Не хотелось жить. Сливаясь, смешиваясь с тем, что показывали в красном зальце, в памяти всплыло лицо Сониной матери, ее голос, чем-то напоминающий голос переводчицы — грубый и хриплый, от которого несло пропившейся иностранкой, когда-то выучившей русский.
«Окажись там Олег с Соней, они бы одинаково весело смеялись… Нетрудно представить, каково мое место в его воображении… Он никогда не будет ни настоящим человеком, ни настоящим художником…
Как отвратительно ругались перед фильмом, какими пошлыми были голоса, лица, потом — тишина, доверху заполненная все теми же лицами и голосами. Наверное, растят детей, выступают на школьных собраниях, и ни одна не взвыла от омерзения. Слушали, смотрели, поглощали — с самодовольным сознанием «имеющих право» на приобщение к похабщине «не для широкой публики». Самые тупые, самые невежественные получили подтверждения своего права быть такими, каковы они есть, и смотреть на людей, как на собственное подобие…»
На какое-то время в налитой болью голове не стало мыслей. Чуть слышно тикали-верещали часы. Юля взглянула на них, на полку с книгами, на такие привычные корешки трех томов Пушкина — школьный подарок за лучший реферат, на стоящие рядом «Жизнь Рембрандта». «Недуг бытия», о Баратынском и красно-черный том «Красного и черного».
«Татьяна Дмитриевна просила запомнить… В конце уроков она всегда просила что-нибудь запомнить… О чем я подумала? «Запомните: нынешние сословия — это вкусы!» Нет, не то… А, вот: «Чем сильнее любит госпожа де Реналь, тем больше верит, что переживаемые ею муки — кара за грех, и в надежде покаянием освободиться от мучений, в исступлении чернит и предает любимого.
Когда в тюрьме душой Жюльена, его свободной душой, безраздельно завладевает любовь, он мучается ею как раскаянием за попытку убить любимую. Запомните: никакое чувственное влечение не вмещает и не заменяет того, что есть любовь».
Все придумано. Не было и никогда не будет такого в душах людей». Юля прикрыла глаза и снова погрузилась в безмыслие — пока не пришло на память так занимавшее ее предчувствие свободы, от которой она ждала праздника.
«И в доме отдыха, наверное, та же публика, те же вкусы».
Появилось тревожное чувство, что она забыла о чем-то важном, о какой-то надежде… Перебирая в памяти все недавнее, она вспомнила о Нерецком, и сердце дрогнуло от радости и страха. «Только бы он не узнал, где я была и что видела.
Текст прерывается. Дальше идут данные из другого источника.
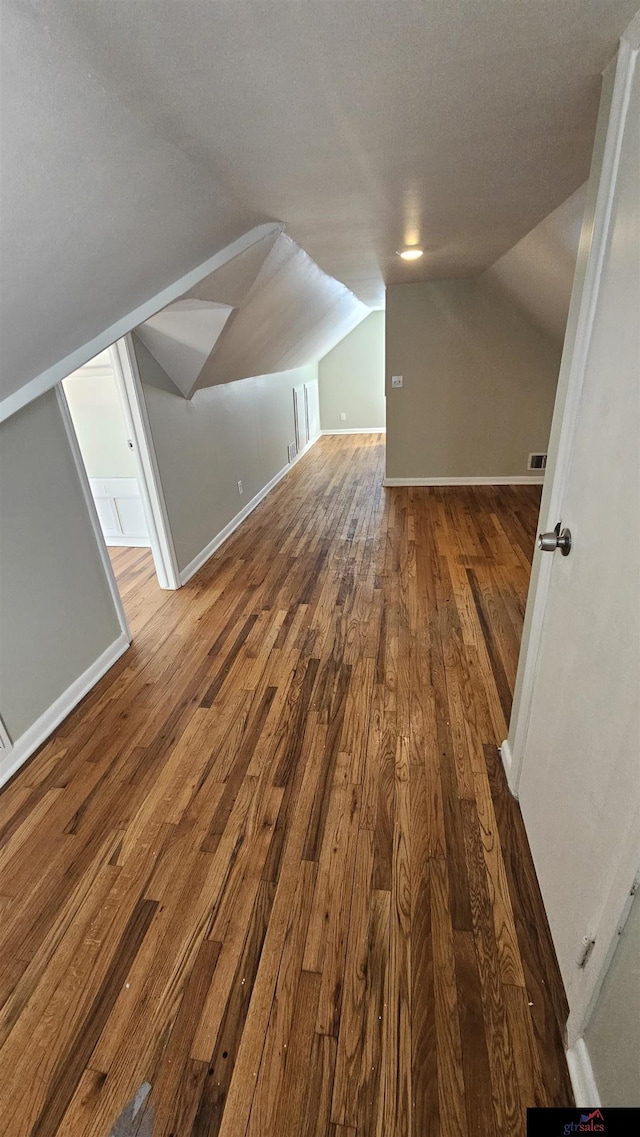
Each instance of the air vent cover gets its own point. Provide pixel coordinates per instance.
(537, 462)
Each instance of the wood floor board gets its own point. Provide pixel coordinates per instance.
(271, 865)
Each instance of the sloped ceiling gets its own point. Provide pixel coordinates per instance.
(140, 138)
(266, 310)
(538, 272)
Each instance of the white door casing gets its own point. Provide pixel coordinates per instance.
(578, 760)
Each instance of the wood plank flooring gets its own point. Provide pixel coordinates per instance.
(271, 865)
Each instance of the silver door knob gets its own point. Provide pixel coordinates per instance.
(559, 539)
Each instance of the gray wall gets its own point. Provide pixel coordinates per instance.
(479, 382)
(613, 1035)
(204, 446)
(351, 379)
(57, 614)
(538, 272)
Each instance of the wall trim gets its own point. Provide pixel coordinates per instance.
(507, 763)
(581, 1073)
(357, 430)
(514, 480)
(64, 367)
(214, 545)
(129, 542)
(23, 748)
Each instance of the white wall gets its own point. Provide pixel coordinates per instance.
(479, 382)
(351, 379)
(57, 614)
(224, 434)
(98, 417)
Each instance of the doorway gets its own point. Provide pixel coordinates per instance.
(105, 415)
(96, 406)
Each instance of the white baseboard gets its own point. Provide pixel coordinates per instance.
(214, 545)
(40, 730)
(514, 480)
(357, 430)
(129, 542)
(581, 1073)
(508, 764)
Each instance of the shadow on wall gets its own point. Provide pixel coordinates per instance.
(351, 380)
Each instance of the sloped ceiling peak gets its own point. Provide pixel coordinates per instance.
(231, 283)
(288, 312)
(139, 137)
(292, 314)
(182, 337)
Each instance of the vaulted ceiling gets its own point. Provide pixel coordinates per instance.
(140, 138)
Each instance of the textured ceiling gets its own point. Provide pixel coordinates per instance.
(139, 138)
(267, 309)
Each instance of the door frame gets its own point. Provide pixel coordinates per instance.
(83, 476)
(596, 230)
(616, 85)
(124, 364)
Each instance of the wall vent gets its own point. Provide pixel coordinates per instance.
(537, 462)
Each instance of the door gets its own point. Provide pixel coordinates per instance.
(299, 418)
(580, 779)
(121, 511)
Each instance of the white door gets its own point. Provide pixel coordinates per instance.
(121, 511)
(580, 781)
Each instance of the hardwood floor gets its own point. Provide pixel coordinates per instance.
(271, 865)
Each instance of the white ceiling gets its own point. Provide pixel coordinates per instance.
(267, 309)
(139, 138)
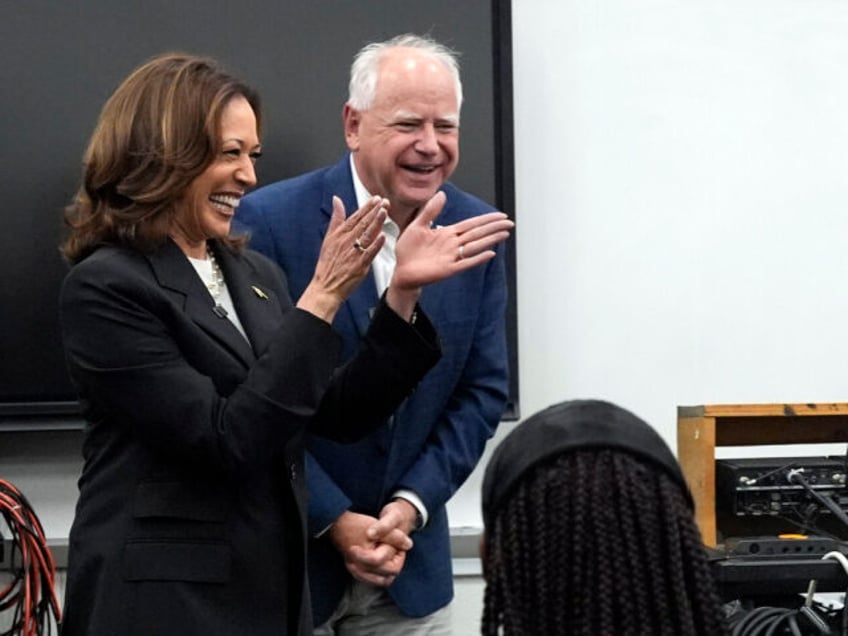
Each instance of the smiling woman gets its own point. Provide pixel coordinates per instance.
(215, 194)
(198, 376)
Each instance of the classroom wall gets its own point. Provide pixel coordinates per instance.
(681, 187)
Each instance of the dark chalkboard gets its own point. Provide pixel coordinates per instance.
(61, 61)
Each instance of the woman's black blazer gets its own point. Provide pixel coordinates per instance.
(190, 518)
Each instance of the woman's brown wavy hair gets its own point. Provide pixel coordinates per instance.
(158, 131)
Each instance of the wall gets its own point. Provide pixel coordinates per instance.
(681, 183)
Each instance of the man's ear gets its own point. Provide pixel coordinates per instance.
(352, 120)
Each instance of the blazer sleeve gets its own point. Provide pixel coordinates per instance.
(392, 358)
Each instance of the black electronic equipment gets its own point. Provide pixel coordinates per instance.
(779, 486)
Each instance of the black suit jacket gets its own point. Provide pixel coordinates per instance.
(190, 518)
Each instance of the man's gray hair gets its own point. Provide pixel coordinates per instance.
(364, 70)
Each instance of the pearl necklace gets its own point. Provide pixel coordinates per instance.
(216, 285)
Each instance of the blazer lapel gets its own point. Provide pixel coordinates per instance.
(361, 303)
(258, 316)
(176, 274)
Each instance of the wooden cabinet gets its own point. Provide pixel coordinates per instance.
(700, 429)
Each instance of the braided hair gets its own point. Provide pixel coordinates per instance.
(596, 541)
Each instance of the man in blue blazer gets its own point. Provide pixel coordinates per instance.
(402, 129)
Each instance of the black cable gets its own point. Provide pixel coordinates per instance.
(31, 593)
(795, 476)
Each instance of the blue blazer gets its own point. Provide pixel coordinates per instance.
(434, 440)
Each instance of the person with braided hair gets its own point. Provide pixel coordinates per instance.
(589, 529)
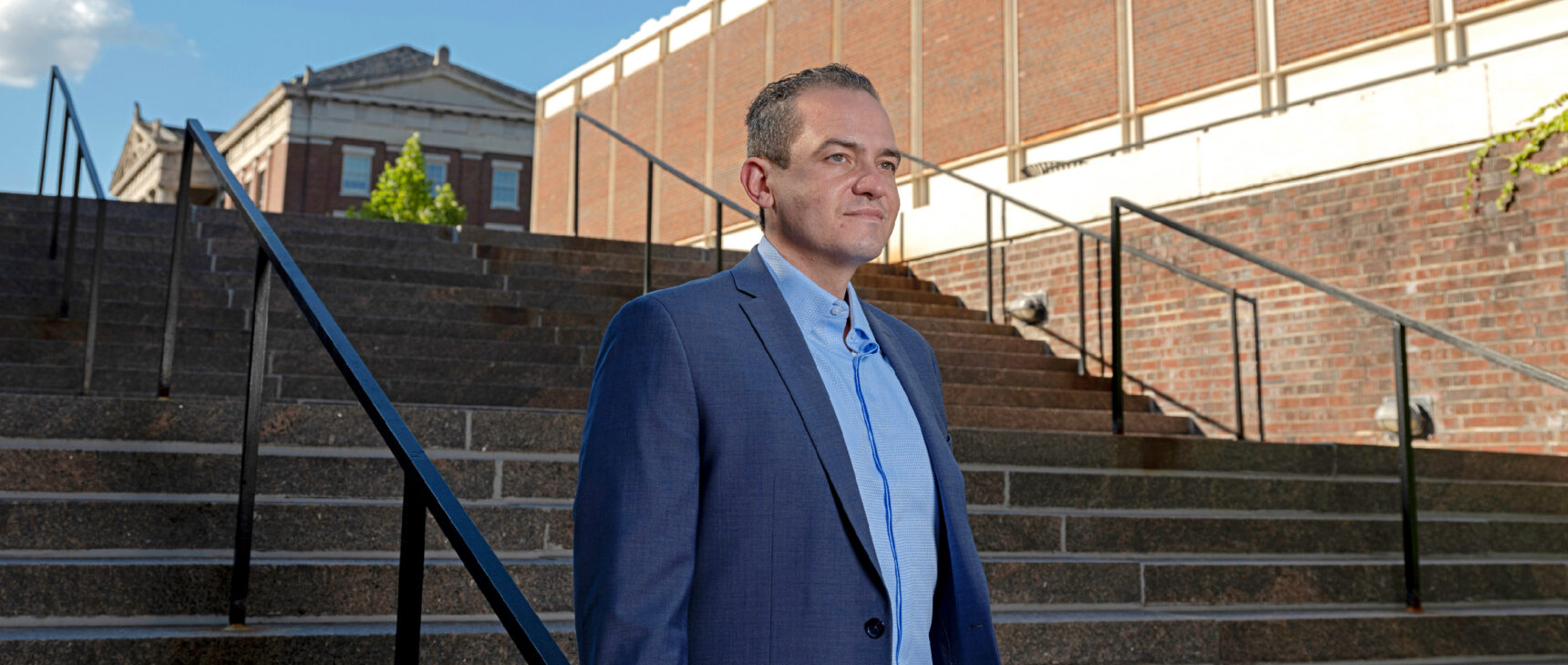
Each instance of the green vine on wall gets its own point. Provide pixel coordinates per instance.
(1534, 139)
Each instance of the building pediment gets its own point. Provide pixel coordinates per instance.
(437, 87)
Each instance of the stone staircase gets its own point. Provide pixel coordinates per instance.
(117, 510)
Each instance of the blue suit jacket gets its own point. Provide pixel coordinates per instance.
(717, 518)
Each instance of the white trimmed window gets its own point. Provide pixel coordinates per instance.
(437, 171)
(356, 171)
(503, 184)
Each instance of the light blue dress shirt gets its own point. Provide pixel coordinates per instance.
(886, 447)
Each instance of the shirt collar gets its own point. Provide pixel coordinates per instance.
(819, 314)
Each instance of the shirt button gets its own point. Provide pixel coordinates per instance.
(875, 628)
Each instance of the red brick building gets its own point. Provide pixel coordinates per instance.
(1344, 137)
(319, 141)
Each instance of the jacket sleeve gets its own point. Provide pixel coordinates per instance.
(634, 525)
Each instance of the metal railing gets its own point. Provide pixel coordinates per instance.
(1117, 248)
(72, 126)
(424, 488)
(720, 201)
(1400, 325)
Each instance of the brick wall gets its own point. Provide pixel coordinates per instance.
(1471, 5)
(555, 185)
(801, 35)
(1187, 45)
(740, 76)
(686, 141)
(1054, 32)
(1393, 234)
(877, 45)
(637, 122)
(1310, 27)
(962, 58)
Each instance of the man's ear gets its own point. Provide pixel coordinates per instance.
(755, 174)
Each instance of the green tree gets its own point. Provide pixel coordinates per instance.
(402, 193)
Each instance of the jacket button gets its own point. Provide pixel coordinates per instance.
(875, 628)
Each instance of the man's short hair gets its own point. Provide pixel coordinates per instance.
(772, 122)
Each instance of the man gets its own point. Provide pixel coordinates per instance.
(766, 471)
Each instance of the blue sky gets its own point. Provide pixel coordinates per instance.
(215, 60)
Опять я должна что-то скрывать, притворяться. Все по-прежнему, без конца одно и то же…»
Умение улавливать, запоминать, чего от нее хотят, какой ей должно быть в глазах отца, матери — первое, чему она выучилась, когда поняла, что сказалось между враждующими родителями. Всю жизнь затем они были для нее не отцом и матерью, а ненавидящими друг друга мужем и женой, у которых есть неделимое приобретение — она, их дочь. Ее одаривали, перед ней заискивали, невольно вовлекая в роль катализатора ненависти. Пугаясь этой роли, она говорила отцу о матери и ей о нем по возможности то, что им хотелось услышать, не подозревая, что своим лицемерием подливает масла в огонь. Из-за всегдашней необходимости подстраиваться, выдумывать, лживость сделалась «вариантом нормы» и обременяла разве что как обязанность. Спроси кто ее, любит ли она родителей, и Юля не сразу поймет, о чем идет речь. В матери она видела ординарную толстокожую тетку, навсегда оскорбленную невезением и носившую это оскорбление в себе, как болячку, начинающую ныть по любому поводу; в отце — вечно озабоченного несогласием с чем-то или кем-то сурового человека, приносившего в дом такие истории, где люди непременно подличали, воровали, пьянствовали. Он рассказывал обо всем этом как бы в подтверждение своей уверенности, что город и люди в нем становятся все хуже, все невыносимее, по мере того как росла его дочь и все ближе подходила пора ее самостоятельного общения с людьми этого города. Юля никогда не могла понять, чего он боится, и боялась этого страха в нем.